Cuando el cuerpo y la mente
trabajan constantemente de modo excesivo, disminuye su eficacia natural
para hacerlo.
La vida social moderna, la
comida, el trabajo, e incluso los denominados “entretenimientos”, tales
como ir a bailar, hacen que la relajación le resulte difícil a las
personas modernas.
Muchos, hasta olvidaron que
el descanso y la relajación, son modos naturales de reponer las energías.
El común de la gente gasta mucha energía física y mental incluso al tratar
de descansar, debido a la tensión. Gran cantidad de vigor corporal se
consume inútilmente.
Mucha de nuestra energía se
usa más para mantener los músculos continuamente listos para el trabajo,
que en el trabajo útil realizado.

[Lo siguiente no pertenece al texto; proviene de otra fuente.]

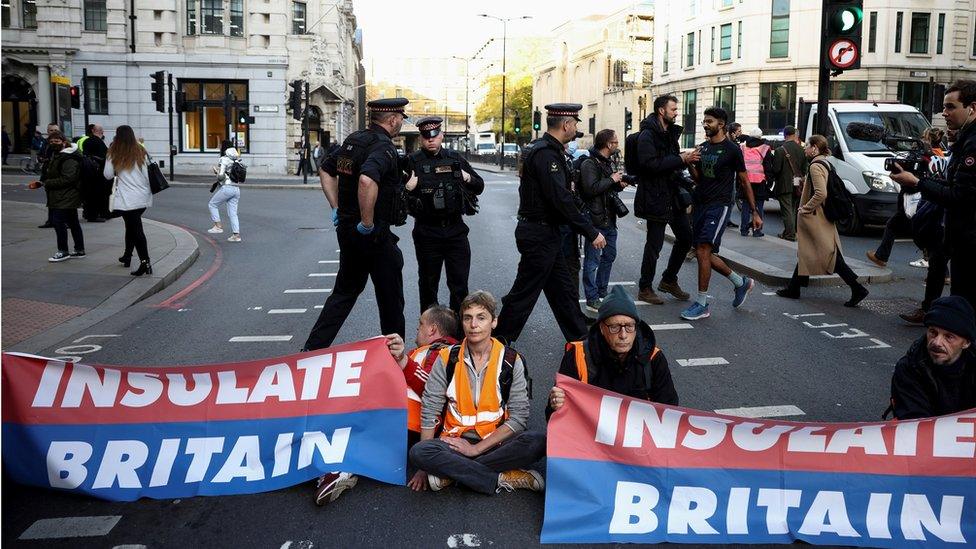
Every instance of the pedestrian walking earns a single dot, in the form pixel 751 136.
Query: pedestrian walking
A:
pixel 653 155
pixel 227 192
pixel 126 162
pixel 818 243
pixel 60 178
pixel 545 203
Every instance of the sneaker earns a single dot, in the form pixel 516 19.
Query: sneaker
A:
pixel 647 295
pixel 437 483
pixel 520 479
pixel 330 486
pixel 675 290
pixel 742 292
pixel 697 311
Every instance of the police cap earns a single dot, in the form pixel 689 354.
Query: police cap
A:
pixel 430 126
pixel 564 109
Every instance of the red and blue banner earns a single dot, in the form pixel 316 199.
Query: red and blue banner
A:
pixel 622 470
pixel 123 433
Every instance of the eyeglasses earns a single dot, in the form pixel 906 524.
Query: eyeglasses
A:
pixel 615 328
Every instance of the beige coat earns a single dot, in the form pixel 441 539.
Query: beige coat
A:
pixel 817 241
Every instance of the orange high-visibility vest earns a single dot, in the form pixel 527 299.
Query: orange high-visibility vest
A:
pixel 461 415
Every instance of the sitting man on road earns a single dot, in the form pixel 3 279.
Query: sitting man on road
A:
pixel 434 331
pixel 619 354
pixel 938 375
pixel 480 392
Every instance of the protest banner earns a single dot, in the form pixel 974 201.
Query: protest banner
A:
pixel 627 470
pixel 122 433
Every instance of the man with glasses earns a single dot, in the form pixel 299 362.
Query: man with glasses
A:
pixel 619 354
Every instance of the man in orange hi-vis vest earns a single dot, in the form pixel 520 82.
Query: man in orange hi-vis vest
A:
pixel 478 395
pixel 434 333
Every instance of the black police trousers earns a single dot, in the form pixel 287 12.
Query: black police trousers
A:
pixel 542 268
pixel 361 258
pixel 442 247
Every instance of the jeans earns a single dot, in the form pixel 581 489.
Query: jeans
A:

Con el propósito de regular y equilibrar
el trabajo del cuerpo y de la mente, lo mejor es aprender a economizar la
energía producida por nuestro cuerpo. Esto puede hacerse aprendiendo a
relajarse.
Recordemos que, en el curso de un día, nuestro cuerpo elabora todas las
sustancias y energías necesarias para el día siguiente. Pero, sucede con
frecuencia, que todas estas energías pueden ser consumidas en pocos
minutos, por un estado de malhumor, cólera o irritación intensa. El
proceso de erupción y represión de emociones violentas, crece con
frecuencia hasta convertirse en una conducta habitual. El resultado es
desastroso, no sólo para el cuerpo, sino también para la mente.
Durante la relajación completa, no se consume prácticamente energía, o
“Prana”, aunque se conserva un poco para mantener el cuerpo en condición
normal, mientras que la porción restante se almacena y acumula.
Para poder lograr una relajación perfecta, los yoguis utilizan tres
medios: relajación “Física”, “Mental” y “Espiritual”. La relajación no es
completa hasta tanto no se alcance el estado de relajación espiritual, que
sólo conocen los aspirantes espirituales avanzados.